The three-month, $630,000 renovation of the third-floor breakfast and dinner spot now features a massive temperature-controlled wine wall, wool carpet imported from Egypt, hand-scraped wood flooring and travertine tile to create a space that’s “smart but not stuffy.”
A year after a $2.9 million renovation to its fourth-floor dining room, the Union League Club of Chicago recently unveiled a redo of its third-floor breakfast and dinner spot, the Wigwam, Crain’s Chicago Business reported.
During the $630,000, three-month project, the room was closed and renovated to make way for modern features that appeal to the private club’s growing number of urban dwellers who use the club more frequently than in the past, said club spokesman Richard Barry.
It marks the first major renovation since the 1990s to the Wigwam, which first opened in 1933. The renovation divided the original room into two distinct sections: a traditional dining room that serves classics like Dover sole, Skuna Bay salmon and dry-aged steaks, and a bar/lounge area with small plates and wines by the glass. The club added six separate lighting systems to the windowless room to mimic natural lighting and preserved the space’s original oak wainscoting and stained glass windows, Crain’s reported.

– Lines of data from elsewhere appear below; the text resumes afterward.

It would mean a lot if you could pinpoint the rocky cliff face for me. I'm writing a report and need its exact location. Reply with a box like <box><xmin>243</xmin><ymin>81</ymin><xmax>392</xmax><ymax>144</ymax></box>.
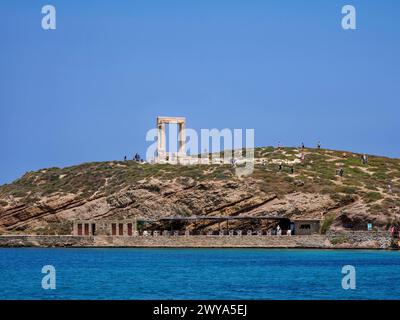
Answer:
<box><xmin>0</xmin><ymin>148</ymin><xmax>400</xmax><ymax>234</ymax></box>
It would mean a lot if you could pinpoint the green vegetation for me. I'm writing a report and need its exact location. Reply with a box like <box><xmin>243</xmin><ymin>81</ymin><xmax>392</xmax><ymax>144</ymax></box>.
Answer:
<box><xmin>0</xmin><ymin>147</ymin><xmax>400</xmax><ymax>219</ymax></box>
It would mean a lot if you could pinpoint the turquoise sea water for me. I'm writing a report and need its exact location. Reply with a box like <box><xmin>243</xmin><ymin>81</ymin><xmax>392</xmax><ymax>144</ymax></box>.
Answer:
<box><xmin>0</xmin><ymin>248</ymin><xmax>400</xmax><ymax>299</ymax></box>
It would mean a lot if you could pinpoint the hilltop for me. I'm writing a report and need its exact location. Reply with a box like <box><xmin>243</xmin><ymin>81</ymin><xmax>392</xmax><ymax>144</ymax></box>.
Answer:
<box><xmin>0</xmin><ymin>147</ymin><xmax>400</xmax><ymax>234</ymax></box>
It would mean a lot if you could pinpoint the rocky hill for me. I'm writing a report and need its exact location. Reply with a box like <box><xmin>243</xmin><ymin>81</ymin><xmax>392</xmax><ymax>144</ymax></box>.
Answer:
<box><xmin>0</xmin><ymin>147</ymin><xmax>400</xmax><ymax>234</ymax></box>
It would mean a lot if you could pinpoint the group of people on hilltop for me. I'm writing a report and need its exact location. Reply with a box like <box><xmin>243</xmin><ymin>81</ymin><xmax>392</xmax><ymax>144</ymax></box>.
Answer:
<box><xmin>124</xmin><ymin>152</ymin><xmax>143</xmax><ymax>162</ymax></box>
<box><xmin>276</xmin><ymin>141</ymin><xmax>321</xmax><ymax>150</ymax></box>
<box><xmin>361</xmin><ymin>154</ymin><xmax>368</xmax><ymax>164</ymax></box>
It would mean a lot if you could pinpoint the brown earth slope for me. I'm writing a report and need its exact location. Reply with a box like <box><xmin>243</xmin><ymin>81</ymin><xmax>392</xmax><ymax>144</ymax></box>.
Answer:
<box><xmin>0</xmin><ymin>147</ymin><xmax>400</xmax><ymax>234</ymax></box>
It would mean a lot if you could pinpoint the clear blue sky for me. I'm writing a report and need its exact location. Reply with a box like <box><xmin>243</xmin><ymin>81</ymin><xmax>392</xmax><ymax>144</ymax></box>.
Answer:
<box><xmin>0</xmin><ymin>0</ymin><xmax>400</xmax><ymax>184</ymax></box>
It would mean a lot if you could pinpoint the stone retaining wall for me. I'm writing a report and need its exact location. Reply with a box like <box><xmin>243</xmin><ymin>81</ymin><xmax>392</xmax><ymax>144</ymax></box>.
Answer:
<box><xmin>0</xmin><ymin>231</ymin><xmax>391</xmax><ymax>249</ymax></box>
<box><xmin>0</xmin><ymin>235</ymin><xmax>329</xmax><ymax>248</ymax></box>
<box><xmin>326</xmin><ymin>231</ymin><xmax>392</xmax><ymax>249</ymax></box>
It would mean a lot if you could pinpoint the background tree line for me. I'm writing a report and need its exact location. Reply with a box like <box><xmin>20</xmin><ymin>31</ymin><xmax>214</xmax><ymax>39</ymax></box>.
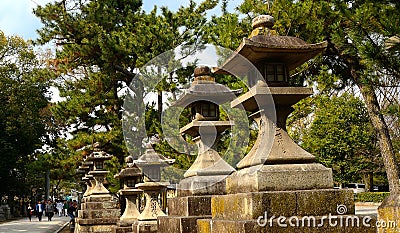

Chambers, the Baltimore, Md.-based architecture and interior design firm, created the designs for the two projects.
The 90-seat room is anchored by a massive temperature-controlled wine wall and features wool carpet imported from Egypt, hand-scraped wood flooring and travertine tile. The design approach was to create a space that’s “smart but not stuffy,” said Robert A. Hickman, Chairman of the Board of Chambers.
While under renovation, the club’s longtime executive chef Michael Garbin overhauled the menu to appeal to younger families and guests, adding a slate of gluten-free options and modern dishes like a kale and quinoa salad, a watermelon and king crab guacamole and roasted bone marrow with parsley salad. He has also added a children’s menu, Crain’s reported.
“Over the last decade or so, this has become more like a city country club,” Barry said. “In the old days, members used it strictly as a business-relationship type of place and there wasn’t much action on the weekends. It’s just the opposite now. There are programs for families and children, and weekends are brimming with activities.”
The 5,000-member private club, which was founded in 1879, occupied temporary quarters in the South Loop for several years. In the 1880s, its first clubhouse was built at Jackson Boulevard and Federal Street. That building was razed, and the 1926 beaux-arts-style clubhouse building was erected on the site where it stands today, Crain’s reported.
The Wigwam, christened seven years later, was named for the former convention hall on Wacker Drive where Abraham Lincoln was nominated for president in 1860, Crain’s reported.